Reagan-Bush tax cuts on high marginal incomes and on so-called "capital gains" (note, that rare is the physical capital good sell for greater than its cost; this only occurs with financial instruments) placed hundreds of billions of dollars of added disposable income into the hands of already wealthy individuals, or placed the funds into the hands of their investment managers, who moved heavily into bank and other financial stocks. Deregulation then allows the large banks to begin to acquire other banks in order to achieve risk diversification -- geographically and across business lines. In one of the great ironies of this period, deregulation allowed bank executives to ignore their basic education and gamble newly-acquired financial assets on high-risk, high-reward activities. They acquired finance companies and second mortgage companies, each of which was plagued by predatory lending practices and outright fraud.

Fannie Mae (where I worked as a market analyst and business manager for 20 years) and Freddie Mac grew enormously after the S&L crisis of 1989-1993. The two GSEs allowed banks to turn mortgage portfolios into liquid MBS assets (and, hence, hold lower reserves for credit losses). What neither GSE understood and what no one in the regulatory environment grasped, what that the huge increase in credit provided to residential homebuyers was driving up the demand side of the equation AND allowing landowners to take huge unearned gains, as developers tripped over one another to gain control over developable land. As land prices increased each year, the GSEs were forced to increase their maximum loan limits to accommodate the market. Yet, rising property prices were not matched by increases in household incomes. A smaller and smaller portion of homebuyers (and almost no first-time homebuyers) were able to meet a required 20 percent downpayment. Those who could not were required to purchase mortgage insurance. By the early 2000s, property prices had risen to such a level in the New York, MSA, for example, that any household with an income up to 175% of area median was eligible for the GSEs low-to-moderate income programs. Property appraisals were routinely revealing land-to-total-value ratios above 50% and often as high as 70-75%.

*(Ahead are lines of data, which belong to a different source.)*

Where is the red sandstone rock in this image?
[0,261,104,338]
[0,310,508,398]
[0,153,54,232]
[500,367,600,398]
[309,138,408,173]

When the GSEs balked at securitizing the type of subprime mortgages being created by firms such as Countrywide, they simply moved the business directly to the banks and to Wall Street. Those of us watching all of this unravel knew a crisis was on the horizon. What brought down Fannie and Freddie was not the subprime mortgage business in which they engaged. Those numbers were a small portion of the total book of business. The crash of the subprime lenders and Wall Street brought on a massive movement of investors out of the MBS business. The recession and long-term unemployment then kicked in to create a level of delinquencies on "conventional" mortgage loans that could only be remediated by job-creation. Instead, TARP and the Congress bailed out bank shareholders and bank executives with almost no corresponding commitment to banking reregulation.

The number one bank reform needed: prohibit any financial institution that accepts government insured deposits from providing credit for the purchase of land or acceptance of land as collateral. What this would do is to remove a good deal of the credit-fueled speculation in the property markets. On the residential side, this would, with some luck, return us to that period of relative stability when the common land-to-total value ratio of a property sale was around 20% (i.e., when buyers essentially paid cash for the land parcel and borrowed to purchase a home).